The first ‘Nightmare Alley’ was a contemporary story, while the remake is a period piece, but not quite from the same period – it begins in 1939, when Gresham conceived the novel. As such, del Toro relies on extremely elaborate sets but nevertheless more phantasmagoric than realistic. They evoke a past that is both seductive and decadent, decent and deranged. Yet its flourishes express little of what sets these particular characters apart and their particular moment in time, place, and history. I found myself thinking of another film that draws on a frightening fantasy to evoke the horrors of a distressed and repressive era, Martin Scorsese’s “Shutter Island”, which captures the public and private terrors of its setting. fifties. It might have something to do with the fact that Scorsese was a teenager in the fifties and that by exploring the dramatic world of “Shutter Island” he was also unearthing memories of the physical and mental world of that time.

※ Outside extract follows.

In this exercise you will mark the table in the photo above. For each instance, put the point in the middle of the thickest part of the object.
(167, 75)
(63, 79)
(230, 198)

Some of the most successful recent period pieces include Rebecca Hall’s “Passing” – an adaptation of the 1929 novel of the same name by Nella Larsen – which was produced for about a tenth of the budget of del Toro’s “Nightmare Alley”. . Hall draws on a finely crafted repertoire of images that suggest as much as they reveal, amplifying his historical representation with symbolic resonance; moreover, the film’s performances are styled with as much precision and imagination. Strangely, in “Nightmare Alley” del Toro does something like the opposite: rather than reclaiming the sense of time through his physicality, he attempts to dazzle the eye and overwhelm the attention with sets of garish grandeur. , and the images seem designed only to show them. The film’s performances, by some of the best actors in the business, have a generic and timeless expressiveness that suggests neither the society of the 1940s nor the films of this era. Remaking a Classic provides the opportunity to develop drama and its characters in a way that was inaccessible to studio filmmakers of the past. The new “Nightmare Alley” suffers from a self-imposed muzzle, which is not a code of moralism but an undisputed code of narrative conventions. Del Toro’s expanded imagination of the classic tale doesn’t begin with the setting but ends with it.